# Anyone Hunt Cut Beans for Ducks and/or Geese??



## ErieAngler (Apr 15, 2006)

Anyone ever have luck in these for ducks and geese. I've always hunted corn, but have permission for a couple fields that are in prime teritorry but have beans in them this year. Anyone have any experience?? Any tips?? Good early? Good late? Any help is appreciated, thanks!


----------



## toledoeyebanger (Jan 4, 2008)

I have taken 11 geese this early season hunting a wide truck path between two uncut bean fields. As the geese wise up I am betting it will get tougher and tougher to get them in. 

As far as a cut bean field, if I can get them to land on a truck path you should be able to get them into the bean stubble.


----------



## Captain Kevin (Jun 24, 2006)

Usually the first cut bean field in your area will be an absolute magnet for geese. The issue with hunting bean fields that gives most guys fits is concealment. The best way to pull it off is to get in the field an extra hour early on a bean field hunt, and dig/bury your blinds so your flush with the ground. If you combine total concealment for you and your crew along with a field they are feeding in, it will turn into an absolute great hunt. The main thing to remember though is you need birds for any successful hunt. Scouting is still the most important aspect of waterfowling.


----------



## quackpot (May 17, 2009)

i hunt bean fields every year. they plant beans just about every year geese and ducks land there every year you should be fine.


----------



## ErieAngler (Apr 15, 2006)

Hunted the beans Friday, Sat am and pm. Friday and Sat am were productive. Friday I had greenheads swarming me from all directions, but the geese were on a bee line to the field next door which already had hundreds of live decoys! Sat am was the opposite, not a ton of ducks but the geese were all over me, two flocks came in to land, I shot one out of each and was limited within 30 mins. Sat pm, weather was prime, wind, low ceiling, spitin rain - NOTHING even seen! 

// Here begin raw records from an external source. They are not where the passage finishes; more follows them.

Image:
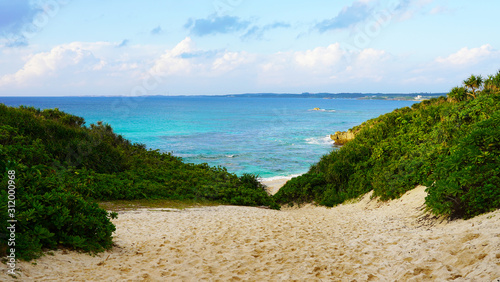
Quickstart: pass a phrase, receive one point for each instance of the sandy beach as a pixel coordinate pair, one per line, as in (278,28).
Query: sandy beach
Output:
(362,241)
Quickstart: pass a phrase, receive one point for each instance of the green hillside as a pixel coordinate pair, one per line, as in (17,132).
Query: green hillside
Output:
(450,144)
(60,168)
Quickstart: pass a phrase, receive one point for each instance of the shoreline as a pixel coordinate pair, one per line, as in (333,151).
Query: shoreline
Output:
(274,184)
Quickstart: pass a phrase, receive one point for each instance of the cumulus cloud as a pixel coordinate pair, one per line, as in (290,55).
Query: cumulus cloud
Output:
(320,57)
(229,61)
(123,43)
(156,30)
(63,60)
(216,24)
(466,56)
(172,61)
(348,16)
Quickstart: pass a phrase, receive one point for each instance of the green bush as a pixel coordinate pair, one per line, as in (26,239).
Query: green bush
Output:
(64,167)
(451,145)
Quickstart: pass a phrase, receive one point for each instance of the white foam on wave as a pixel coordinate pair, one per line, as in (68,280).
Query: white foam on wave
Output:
(276,178)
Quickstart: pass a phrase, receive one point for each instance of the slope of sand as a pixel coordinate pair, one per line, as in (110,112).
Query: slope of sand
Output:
(363,241)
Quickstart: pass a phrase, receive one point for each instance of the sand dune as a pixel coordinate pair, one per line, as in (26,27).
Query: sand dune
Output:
(363,241)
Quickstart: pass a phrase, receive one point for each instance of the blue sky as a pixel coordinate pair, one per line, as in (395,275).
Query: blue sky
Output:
(121,47)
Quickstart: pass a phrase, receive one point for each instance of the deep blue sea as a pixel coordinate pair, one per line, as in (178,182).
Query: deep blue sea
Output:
(271,137)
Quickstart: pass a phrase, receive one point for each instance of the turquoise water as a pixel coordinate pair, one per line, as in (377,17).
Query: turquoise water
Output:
(271,137)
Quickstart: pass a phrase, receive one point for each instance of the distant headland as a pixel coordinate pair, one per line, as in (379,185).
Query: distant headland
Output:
(367,96)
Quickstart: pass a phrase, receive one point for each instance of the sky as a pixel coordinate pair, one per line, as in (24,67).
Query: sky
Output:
(153,47)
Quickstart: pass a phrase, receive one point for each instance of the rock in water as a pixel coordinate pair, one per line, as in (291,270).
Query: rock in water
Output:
(342,137)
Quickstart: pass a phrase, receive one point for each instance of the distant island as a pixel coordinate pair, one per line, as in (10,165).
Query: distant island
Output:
(367,96)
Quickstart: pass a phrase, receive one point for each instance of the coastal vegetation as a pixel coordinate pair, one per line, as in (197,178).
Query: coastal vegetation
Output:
(62,168)
(450,144)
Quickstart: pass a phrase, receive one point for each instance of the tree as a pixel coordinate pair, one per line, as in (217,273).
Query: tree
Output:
(458,94)
(473,83)
(492,84)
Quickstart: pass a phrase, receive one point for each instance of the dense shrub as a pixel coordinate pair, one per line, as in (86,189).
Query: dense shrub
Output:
(450,144)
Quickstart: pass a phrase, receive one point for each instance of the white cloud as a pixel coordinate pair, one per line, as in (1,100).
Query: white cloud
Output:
(232,60)
(466,56)
(320,56)
(172,61)
(60,61)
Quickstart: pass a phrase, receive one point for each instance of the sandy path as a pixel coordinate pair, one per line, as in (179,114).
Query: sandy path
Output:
(365,241)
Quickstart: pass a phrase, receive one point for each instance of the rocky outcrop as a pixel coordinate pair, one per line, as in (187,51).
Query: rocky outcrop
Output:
(342,137)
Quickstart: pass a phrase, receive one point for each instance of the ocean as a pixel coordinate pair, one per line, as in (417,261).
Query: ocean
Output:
(271,137)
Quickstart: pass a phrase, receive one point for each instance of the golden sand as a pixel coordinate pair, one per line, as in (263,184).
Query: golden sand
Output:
(362,241)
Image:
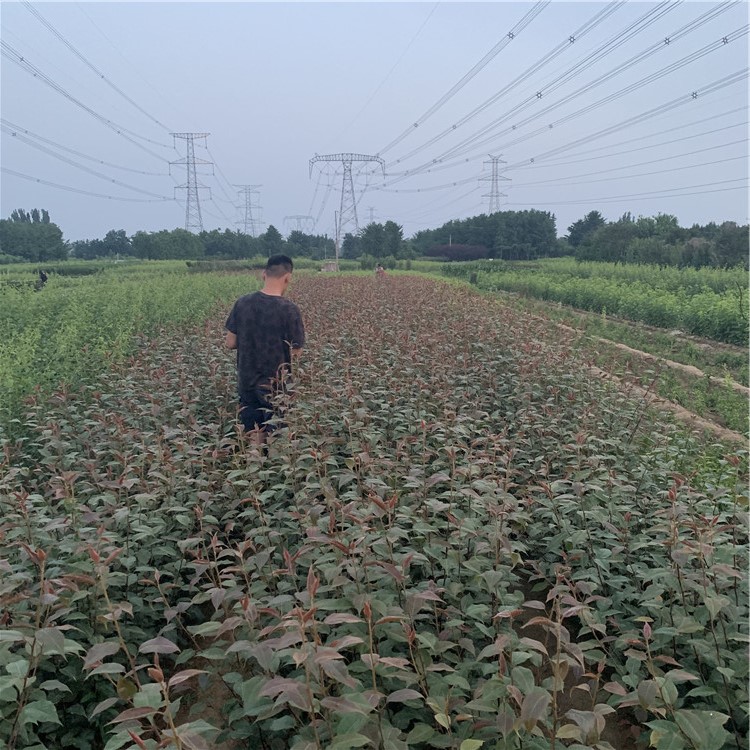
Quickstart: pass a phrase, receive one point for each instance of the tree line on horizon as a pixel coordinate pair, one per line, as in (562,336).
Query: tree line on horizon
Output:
(507,235)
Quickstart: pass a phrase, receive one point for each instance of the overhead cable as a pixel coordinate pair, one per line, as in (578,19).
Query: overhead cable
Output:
(20,60)
(488,134)
(575,36)
(507,39)
(75,164)
(28,133)
(82,192)
(90,65)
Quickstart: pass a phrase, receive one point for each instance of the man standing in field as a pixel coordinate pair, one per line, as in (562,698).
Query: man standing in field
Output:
(267,332)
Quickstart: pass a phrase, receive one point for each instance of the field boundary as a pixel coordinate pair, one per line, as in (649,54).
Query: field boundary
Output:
(690,369)
(683,414)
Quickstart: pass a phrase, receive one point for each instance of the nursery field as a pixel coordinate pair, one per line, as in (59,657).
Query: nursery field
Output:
(463,540)
(707,302)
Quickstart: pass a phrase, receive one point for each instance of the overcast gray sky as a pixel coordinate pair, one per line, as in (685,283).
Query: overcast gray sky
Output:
(620,106)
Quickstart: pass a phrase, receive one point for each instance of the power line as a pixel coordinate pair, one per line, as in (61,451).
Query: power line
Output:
(648,195)
(640,164)
(507,39)
(485,136)
(581,157)
(680,101)
(390,72)
(44,149)
(575,36)
(82,192)
(19,59)
(28,133)
(88,63)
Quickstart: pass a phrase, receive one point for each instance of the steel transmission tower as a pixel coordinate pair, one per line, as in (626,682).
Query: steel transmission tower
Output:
(301,222)
(251,217)
(193,219)
(494,195)
(348,210)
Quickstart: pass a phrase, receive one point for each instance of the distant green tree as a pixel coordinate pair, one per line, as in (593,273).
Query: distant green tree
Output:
(32,236)
(272,242)
(393,238)
(580,230)
(731,245)
(351,246)
(177,244)
(372,238)
(610,242)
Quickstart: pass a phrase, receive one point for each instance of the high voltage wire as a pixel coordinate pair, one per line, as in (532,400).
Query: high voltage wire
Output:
(666,107)
(651,194)
(390,72)
(19,59)
(641,164)
(83,192)
(613,43)
(525,21)
(134,69)
(680,101)
(28,133)
(717,85)
(549,57)
(89,64)
(44,149)
(581,157)
(565,183)
(474,141)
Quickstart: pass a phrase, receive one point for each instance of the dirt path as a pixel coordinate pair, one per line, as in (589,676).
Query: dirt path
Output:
(693,420)
(690,369)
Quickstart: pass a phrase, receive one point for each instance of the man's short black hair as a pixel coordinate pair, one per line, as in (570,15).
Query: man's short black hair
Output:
(278,265)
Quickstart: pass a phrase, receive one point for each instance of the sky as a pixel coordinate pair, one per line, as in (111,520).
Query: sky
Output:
(564,107)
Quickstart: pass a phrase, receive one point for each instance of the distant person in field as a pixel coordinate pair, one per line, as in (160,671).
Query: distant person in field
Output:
(267,332)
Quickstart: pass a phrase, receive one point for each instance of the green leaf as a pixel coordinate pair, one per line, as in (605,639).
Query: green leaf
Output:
(39,711)
(665,735)
(420,733)
(344,741)
(534,707)
(443,720)
(704,729)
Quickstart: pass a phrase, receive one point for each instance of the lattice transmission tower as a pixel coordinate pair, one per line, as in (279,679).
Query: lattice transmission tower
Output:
(348,210)
(301,222)
(250,220)
(193,218)
(494,195)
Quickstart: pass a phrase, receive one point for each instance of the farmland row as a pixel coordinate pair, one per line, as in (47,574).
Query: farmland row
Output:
(77,326)
(699,310)
(450,470)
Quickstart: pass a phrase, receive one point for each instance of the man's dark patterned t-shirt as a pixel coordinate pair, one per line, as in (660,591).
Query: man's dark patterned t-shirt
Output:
(267,329)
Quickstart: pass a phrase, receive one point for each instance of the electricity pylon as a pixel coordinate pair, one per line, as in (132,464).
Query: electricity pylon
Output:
(494,195)
(193,219)
(250,220)
(302,223)
(348,210)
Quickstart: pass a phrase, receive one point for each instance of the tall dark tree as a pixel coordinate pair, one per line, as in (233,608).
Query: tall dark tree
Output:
(580,230)
(372,239)
(271,241)
(393,237)
(32,236)
(351,247)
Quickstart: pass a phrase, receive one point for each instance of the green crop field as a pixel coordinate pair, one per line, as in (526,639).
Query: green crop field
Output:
(464,539)
(712,303)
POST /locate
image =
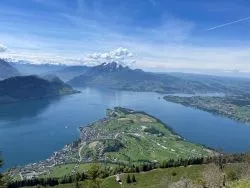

Had 4 dozen silo's out and 6 - 12 duck decoys (no mojo). I covered up with burlap and laid on the ground. Awesome to get out field hunting so early, thanks for all the advice.



The first duck I shot Friday had a funky band on it, like orange wire with 3 wraps, no writing. I took a picture I'll try to post soon.


----------



## CRAPPIE LOVER (Feb 11, 2007)

ErieAngler you got bean fields to hunt ..jump at the chance to use them...Some of my best days were in the newly cut bean fields...JIM...


----------



## ErieAngler (Apr 15, 2006)

Smacked the snot out of them this morning again. 

Had every bit of 30 geese come in with there feet down and took two, boom boom, they pulled up the landing gear, got out, circled and came right back in. These geese are loving the field. 

Ducks were droping in first thing, only pulled two down, had some nasty overhead shots that never found their way home. Had one duck decoy out....... 

Can't wait for Friday and Saturday, I hope the weather holds as predicted.

Good shooting.


----------